国税庁|医療費控除の対象となる出産費用の具体例
ここにも記載のあるとおり、里帰り出産の場合の交通費等は医療費控除の対象となりません。
出産費用に関して医療費控除を利用するために確定申告をする上では、この点にも注意する必要があります。
2.4 自然分娩と医療費控除
医療費控除の利用にあたっては、「自然分娩でも医療費控除って適用があるの?」と気になる方もいらっしゃるかもしれません。
しかし、自然分娩の場合も医療費控除は利用できるものと考えられますので、医療費控除の利用を検討する方が良いでしょう。

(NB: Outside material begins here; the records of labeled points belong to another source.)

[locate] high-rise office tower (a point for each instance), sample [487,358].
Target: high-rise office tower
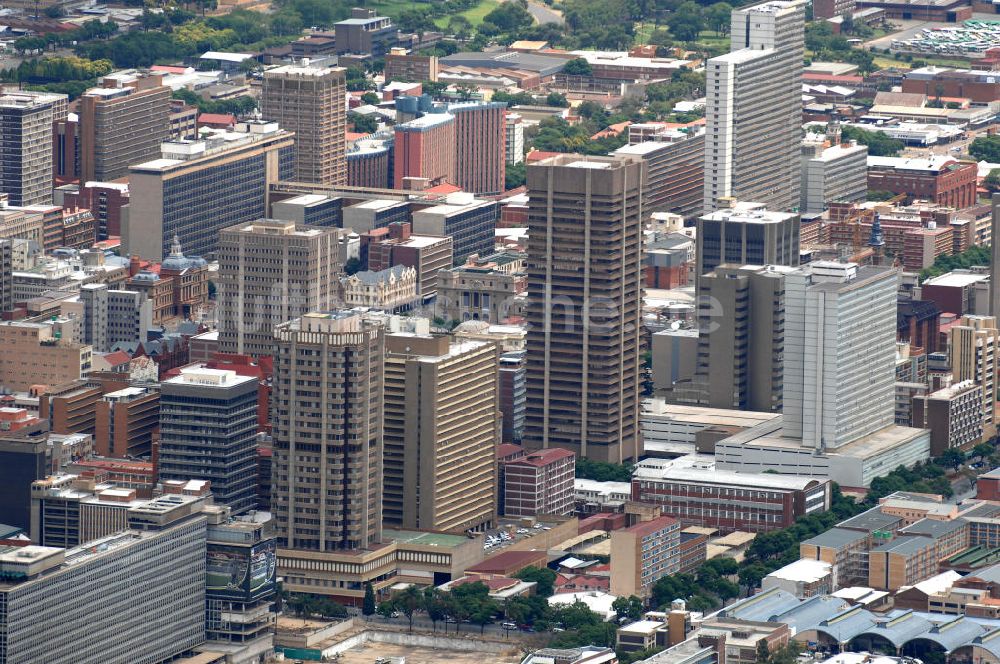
[441,433]
[271,272]
[199,188]
[114,316]
[480,146]
[975,342]
[584,292]
[312,102]
[121,122]
[6,275]
[65,606]
[746,234]
[995,262]
[754,108]
[23,459]
[741,315]
[208,429]
[327,404]
[840,352]
[26,144]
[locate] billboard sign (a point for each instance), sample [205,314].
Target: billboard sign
[240,573]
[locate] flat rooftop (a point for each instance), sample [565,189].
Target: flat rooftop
[424,538]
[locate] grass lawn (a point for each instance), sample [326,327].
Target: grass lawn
[883,60]
[475,15]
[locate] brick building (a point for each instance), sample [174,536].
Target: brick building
[425,149]
[939,179]
[642,554]
[694,491]
[539,483]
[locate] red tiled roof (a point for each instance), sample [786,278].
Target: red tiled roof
[117,357]
[506,449]
[443,188]
[544,457]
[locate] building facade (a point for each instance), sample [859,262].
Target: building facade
[583,344]
[840,353]
[311,102]
[754,108]
[26,168]
[208,429]
[642,554]
[271,272]
[539,483]
[121,122]
[327,481]
[440,432]
[197,189]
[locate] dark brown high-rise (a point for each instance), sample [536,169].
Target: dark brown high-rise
[584,290]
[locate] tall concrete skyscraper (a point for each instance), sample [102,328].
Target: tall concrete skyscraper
[975,342]
[584,291]
[26,144]
[741,321]
[744,233]
[441,432]
[208,430]
[840,353]
[327,404]
[271,272]
[995,262]
[121,122]
[312,102]
[754,108]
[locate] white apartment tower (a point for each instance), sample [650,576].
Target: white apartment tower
[840,352]
[754,108]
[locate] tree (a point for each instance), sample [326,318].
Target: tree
[368,607]
[983,450]
[952,458]
[434,606]
[459,26]
[515,175]
[364,124]
[386,608]
[983,148]
[408,601]
[879,144]
[686,22]
[751,575]
[719,17]
[628,607]
[543,576]
[556,99]
[578,67]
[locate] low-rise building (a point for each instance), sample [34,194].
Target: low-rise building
[802,578]
[953,414]
[392,289]
[539,483]
[489,288]
[694,491]
[642,554]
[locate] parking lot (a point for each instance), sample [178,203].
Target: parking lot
[370,652]
[509,532]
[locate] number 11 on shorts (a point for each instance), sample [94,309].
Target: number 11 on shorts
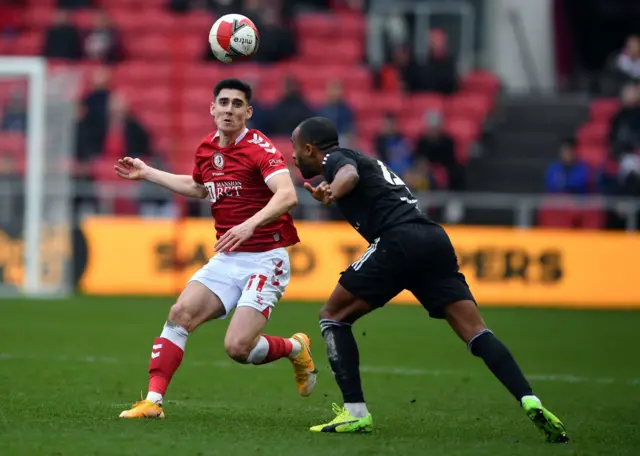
[261,280]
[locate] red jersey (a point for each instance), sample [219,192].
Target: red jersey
[236,178]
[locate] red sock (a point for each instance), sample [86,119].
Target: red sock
[279,347]
[165,360]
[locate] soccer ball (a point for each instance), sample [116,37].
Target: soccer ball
[233,36]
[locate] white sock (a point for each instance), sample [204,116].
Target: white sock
[259,352]
[530,397]
[296,348]
[357,409]
[154,397]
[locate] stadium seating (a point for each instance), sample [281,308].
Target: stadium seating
[168,84]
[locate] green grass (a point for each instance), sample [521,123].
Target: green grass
[67,369]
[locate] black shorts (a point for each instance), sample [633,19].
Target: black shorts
[415,257]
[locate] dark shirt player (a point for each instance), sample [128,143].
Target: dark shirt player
[406,251]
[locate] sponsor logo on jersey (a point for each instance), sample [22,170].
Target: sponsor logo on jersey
[220,189]
[218,161]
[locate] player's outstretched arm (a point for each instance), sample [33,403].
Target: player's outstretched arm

医療費控除に関する所得税法施行令207条は、次のように定めています。
法第七十三条第二項(医療費控除)に規定する政令で定める対価は、次に掲げるものの対価のうち…一般的に支出される水準を著しく超えない部分の金額とする。(省略)
所得税法施行令207条
三 病院、診療所…又は助産所へ収容されるための人的役務の提供(省略)
六 助産師による分べんの介助(省略)
分べんの介助が医療費控除の対象に含まれていることなどからも、自然分娩の場合にも医療費控除が利用できると考えられます。
3. まとめ
この記事では、出産育児一金を受け取り、確定申告と出産育児一時金のことを心配されている方に向けて、出産育児一時金を受け取ったことを理由に確定申告をする必要があるのかや、医療費控除と出産育児一時金の関係性について記載してきました。
この記事が出産育児一時金と確定申告の関係を気にされている方の参考になることを願っています。